Newest Member: Tsunamic

ZeeWildness

I feel like a hostage

My story is long. Probably no longer than most on here though. TL/DR version is he is a serial cheater, narcissist, and he's sexually assaulted me by not listening to the word no.

Currently I'm not in a good place so I guess I'll start with that. I've started filing for separation at the end of last month and my STBXH found out before I even had the consultation. I have been cornered for 'talks' which amount to gaslighting and emotional manipulation attempts. They're emotionally exhausting. The most recent one was when I came home to find the children gone (he left them with my parents) and he wanted to 'talk' again. I have been doing well in that I'm mostly not letting him get to me. I actually laughed and told him that these talks were him trying to get me to do what he wanted, not to work out any issues we have.

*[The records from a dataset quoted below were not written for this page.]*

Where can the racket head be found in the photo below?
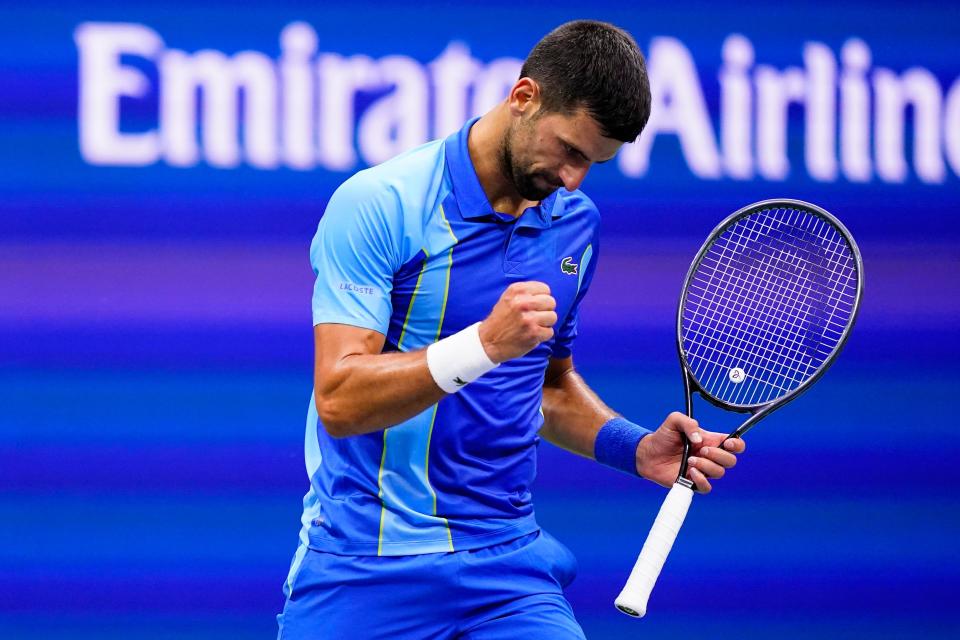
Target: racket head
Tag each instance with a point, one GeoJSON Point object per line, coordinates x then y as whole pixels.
{"type": "Point", "coordinates": [767, 305]}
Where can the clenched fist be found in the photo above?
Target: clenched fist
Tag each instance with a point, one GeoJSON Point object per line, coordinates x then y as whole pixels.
{"type": "Point", "coordinates": [522, 318]}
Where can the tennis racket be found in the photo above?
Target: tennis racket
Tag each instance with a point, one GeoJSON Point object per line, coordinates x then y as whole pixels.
{"type": "Point", "coordinates": [766, 307]}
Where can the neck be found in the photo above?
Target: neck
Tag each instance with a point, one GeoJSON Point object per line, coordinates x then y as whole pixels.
{"type": "Point", "coordinates": [485, 145]}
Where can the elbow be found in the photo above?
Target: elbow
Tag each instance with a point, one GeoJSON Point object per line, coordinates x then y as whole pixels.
{"type": "Point", "coordinates": [335, 418]}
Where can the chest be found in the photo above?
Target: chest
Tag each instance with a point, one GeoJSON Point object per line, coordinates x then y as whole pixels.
{"type": "Point", "coordinates": [460, 278]}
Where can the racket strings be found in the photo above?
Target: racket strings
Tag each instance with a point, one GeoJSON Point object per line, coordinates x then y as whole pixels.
{"type": "Point", "coordinates": [767, 305]}
{"type": "Point", "coordinates": [748, 260]}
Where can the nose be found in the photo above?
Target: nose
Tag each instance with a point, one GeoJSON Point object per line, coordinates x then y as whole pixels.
{"type": "Point", "coordinates": [573, 176]}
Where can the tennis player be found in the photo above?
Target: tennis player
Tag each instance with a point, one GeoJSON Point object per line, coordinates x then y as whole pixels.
{"type": "Point", "coordinates": [449, 282]}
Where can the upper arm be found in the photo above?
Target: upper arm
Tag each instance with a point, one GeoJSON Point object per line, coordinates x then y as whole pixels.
{"type": "Point", "coordinates": [556, 369]}
{"type": "Point", "coordinates": [355, 253]}
{"type": "Point", "coordinates": [333, 343]}
{"type": "Point", "coordinates": [567, 327]}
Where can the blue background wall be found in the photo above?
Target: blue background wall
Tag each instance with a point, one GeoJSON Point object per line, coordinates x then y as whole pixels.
{"type": "Point", "coordinates": [155, 340]}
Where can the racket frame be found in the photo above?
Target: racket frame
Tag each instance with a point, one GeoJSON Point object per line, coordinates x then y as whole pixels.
{"type": "Point", "coordinates": [633, 599]}
{"type": "Point", "coordinates": [759, 411]}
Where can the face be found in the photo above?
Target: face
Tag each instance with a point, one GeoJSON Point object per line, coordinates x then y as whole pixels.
{"type": "Point", "coordinates": [544, 151]}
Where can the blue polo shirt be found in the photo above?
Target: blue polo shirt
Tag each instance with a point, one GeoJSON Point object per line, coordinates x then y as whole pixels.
{"type": "Point", "coordinates": [412, 249]}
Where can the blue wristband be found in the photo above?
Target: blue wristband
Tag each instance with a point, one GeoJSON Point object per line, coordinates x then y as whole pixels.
{"type": "Point", "coordinates": [616, 444]}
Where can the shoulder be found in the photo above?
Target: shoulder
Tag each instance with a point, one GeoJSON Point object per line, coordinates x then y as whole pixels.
{"type": "Point", "coordinates": [579, 209]}
{"type": "Point", "coordinates": [403, 182]}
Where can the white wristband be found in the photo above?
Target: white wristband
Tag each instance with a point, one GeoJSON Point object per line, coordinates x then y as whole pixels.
{"type": "Point", "coordinates": [458, 359]}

My main issue is that he can pull this shit at any point because he's still in the house. It's torture. I can start paperwork on a divorce from bed and board but that'll go at the speed of the courts which means months. I don't know if I can last that long.


Now that I think I've written far down enough, I'm a refugee from reddit as well. He found my posts there and was responding to them. I'm hoping I can contact my lawyer tomorrow and see where she's at with the paperwork. Any legwork I can do to speed things up I'll do.

So hello fellow folks in hell. Sorry to see you guys here.